Brase-Wentzell: Mehr Prävention wäre mein dritter Wunsch. Es gibt viele
Menschen, die ihre Wohnung nicht verlieren müssten, wenn sie wüssten,
welche Hilfen es gibt. Die zum Beispiel arbeitslos sind und nicht wissen,
dass sie Anspruch auf die Übernahme der Mietkosten durch staatliche Stellen
haben. Andere sind an einem Punkt, an dem sie ihre Briefe nicht mehr
öffnen, E-Mails nicht lesen. Die wissen nicht, dass ihnen eine
Räumungsklage droht. Die Vermieter:innen und Wohnungsbaugesellschaften
dürfen die Adressen aber nicht weitergeben, so dass die zentrale Fachstelle
Wohnen, die auch mit der Übernahme von Mietschulden helfen kann, erst davon
erfährt, wenn die Räumungsklage beschlossen ist, über das Amtsgericht. Erst
dann kann sie Kontakt aufnehmen. Besser wäre es, wenn sie das schon könnte,
wenn nur Mietschulden bestehen und/oder der Strom abgestellt wird. Das geht
aber aus Datenschutzgründen nicht.
taz: Wie erreicht man diese Menschen? Wohl kaum über noch mehr Briefe …
Brase-Wentzell: Dafür braucht es Menschen, die immer wieder klingeln. Aber
dafür haben wir aktuell nicht die Ressourcen. Prävention würde auch in
diesem Bereich viel Geld sparen, weil Klageverfahren und eine
Notunterbringung sehr teuer sind.
taz: Haben Sie noch einen Wunsch?
Brase-Wentzell: Ich wünsche mir einen Ausbau der medizinischen Versorgung
für die, denen es richtig elend geht, die vor unser aller Augen sterben.
taz: Das passiert häufiger als früher?
Brase-Wentzell: Ja. Meine Kollegin aus der Streetwork sagt, sie hat in den
letzten drei Jahren zwischen 40 und 60 Menschen verloren. Die sind noch
nicht alle gestorben, aber die waren vorher alkoholabhängig oder
substituiert, haben dann Crack konsumiert und jetzt kann sie ihnen beim
Sterben zugucken. Viele haben Wunden, die dringend versorgt werden müssen,
um eine Blutvergiftung zu verhindern.
taz: Was brauchen diese Menschen?
Brase-Wentzell: Einen Ort, an dem sie schlafen und sich ausruhen können, wo
sie medizinisch versorgt werden. Dann wären wir auch wieder mit ihnen im
Kontakt und könnten sie unterstützen und mit ihnen arbeiten.

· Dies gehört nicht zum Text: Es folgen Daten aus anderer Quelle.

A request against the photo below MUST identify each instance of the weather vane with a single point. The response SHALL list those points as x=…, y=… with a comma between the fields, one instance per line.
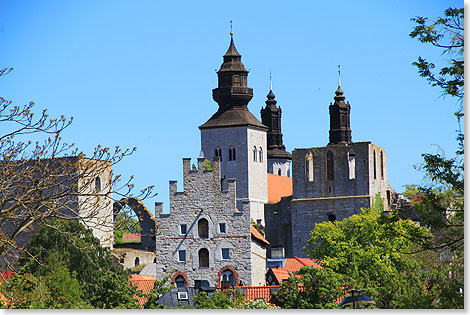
x=270, y=80
x=339, y=75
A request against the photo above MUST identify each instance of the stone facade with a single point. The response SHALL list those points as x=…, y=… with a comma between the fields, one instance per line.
x=205, y=236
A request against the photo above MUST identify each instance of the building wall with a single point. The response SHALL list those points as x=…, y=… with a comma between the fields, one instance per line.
x=258, y=263
x=250, y=175
x=203, y=198
x=276, y=165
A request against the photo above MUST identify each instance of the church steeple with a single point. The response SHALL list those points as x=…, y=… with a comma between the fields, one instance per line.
x=340, y=131
x=232, y=90
x=271, y=117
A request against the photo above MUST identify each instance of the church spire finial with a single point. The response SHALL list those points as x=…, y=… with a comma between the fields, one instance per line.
x=270, y=80
x=339, y=75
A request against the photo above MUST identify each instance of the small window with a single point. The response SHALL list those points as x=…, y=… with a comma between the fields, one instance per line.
x=255, y=153
x=203, y=258
x=182, y=295
x=203, y=228
x=225, y=253
x=98, y=183
x=222, y=228
x=181, y=255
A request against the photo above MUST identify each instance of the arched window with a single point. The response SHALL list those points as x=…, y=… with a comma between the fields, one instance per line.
x=180, y=282
x=352, y=164
x=330, y=166
x=218, y=153
x=203, y=228
x=375, y=166
x=255, y=153
x=309, y=167
x=227, y=278
x=382, y=164
x=98, y=183
x=203, y=258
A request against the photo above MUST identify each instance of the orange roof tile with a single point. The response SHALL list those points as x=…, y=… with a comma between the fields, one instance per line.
x=144, y=283
x=258, y=235
x=278, y=186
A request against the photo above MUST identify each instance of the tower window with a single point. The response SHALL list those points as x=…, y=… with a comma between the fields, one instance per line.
x=352, y=164
x=97, y=184
x=382, y=164
x=231, y=154
x=255, y=153
x=218, y=153
x=309, y=167
x=375, y=166
x=203, y=258
x=181, y=255
x=203, y=228
x=330, y=166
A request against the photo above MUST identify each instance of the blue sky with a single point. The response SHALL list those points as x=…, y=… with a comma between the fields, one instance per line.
x=141, y=73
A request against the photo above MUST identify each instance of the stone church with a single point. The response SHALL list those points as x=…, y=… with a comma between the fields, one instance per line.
x=209, y=237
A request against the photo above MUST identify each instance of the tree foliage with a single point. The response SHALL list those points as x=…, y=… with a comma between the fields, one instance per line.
x=73, y=267
x=42, y=176
x=316, y=288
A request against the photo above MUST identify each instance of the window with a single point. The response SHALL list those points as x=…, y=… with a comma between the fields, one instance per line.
x=382, y=164
x=203, y=228
x=255, y=153
x=180, y=282
x=218, y=153
x=203, y=258
x=181, y=255
x=352, y=164
x=375, y=167
x=222, y=228
x=309, y=167
x=330, y=166
x=98, y=183
x=225, y=253
x=231, y=154
x=228, y=278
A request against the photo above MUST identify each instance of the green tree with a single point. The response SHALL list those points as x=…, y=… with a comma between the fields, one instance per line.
x=375, y=255
x=104, y=283
x=320, y=288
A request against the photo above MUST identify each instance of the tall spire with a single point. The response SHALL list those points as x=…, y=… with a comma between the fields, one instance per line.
x=232, y=90
x=340, y=130
x=271, y=117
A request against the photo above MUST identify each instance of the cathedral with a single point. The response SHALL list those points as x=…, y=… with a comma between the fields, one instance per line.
x=249, y=200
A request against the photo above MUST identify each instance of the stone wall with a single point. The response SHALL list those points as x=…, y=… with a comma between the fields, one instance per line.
x=203, y=198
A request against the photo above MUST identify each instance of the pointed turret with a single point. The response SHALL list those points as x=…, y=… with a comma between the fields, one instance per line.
x=340, y=131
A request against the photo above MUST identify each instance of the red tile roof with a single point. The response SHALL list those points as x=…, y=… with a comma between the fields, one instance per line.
x=144, y=284
x=278, y=186
x=131, y=237
x=258, y=235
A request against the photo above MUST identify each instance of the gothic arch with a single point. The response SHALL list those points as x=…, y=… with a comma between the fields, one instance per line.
x=147, y=221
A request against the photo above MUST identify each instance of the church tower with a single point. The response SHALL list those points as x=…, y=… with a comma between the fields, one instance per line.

taz: Die politische Stimmung spricht gerade nicht dafür, dass Ihre Wünsche
wahr werden. Es geht viel um Vertreibung, auch in Bremen, wo [6][in einem
Bereich um den Hauptbahnhof an Haltestellen keine Drogen] oder Alkohol
konsumiert werden dürfen.
Brase-Wentzell: Soziale Herausforderungen kann man nicht durch
Ordnungsrecht beheben. Da helfen auch Vertreibungsmaßnahmen nicht. Der
Hauptbahnhof ist auch für Menschen in Obdach- und Wohnungslosigkeit ein
Ort, an dem sie sich aufhalten und sicher fühlen dürfen. Momentan tun dies
viele aber nicht mehr – aufgrund der Zunahme von Gewaltdelikten. Viele
suchen sich deshalb andere Orte im Stadtgebiet.
taz: Anfang Dezember hat die Bremer Straßenbahn mitgeteilt, dass sie
Wohnungslose in den Wintermonaten nicht mehr zum Schutz vor Kälte ohne
Fahrschein fahren lässt. Sie hat das mit zunehmender Aggressivität
gegenüber dem Personal und den Fahrgästen begründet – Sie haben Verständn…
für diesen Schritt geäußert.
Brase-Wentzell: Ja, ich habe aber auch Alternativen gefordert. Menschen
brauchen einen Schutzraum, nicht nur im Winter. Es ist immer
gesundheitsschädigend und oft lebensgefährlich auf der Straße zu leben.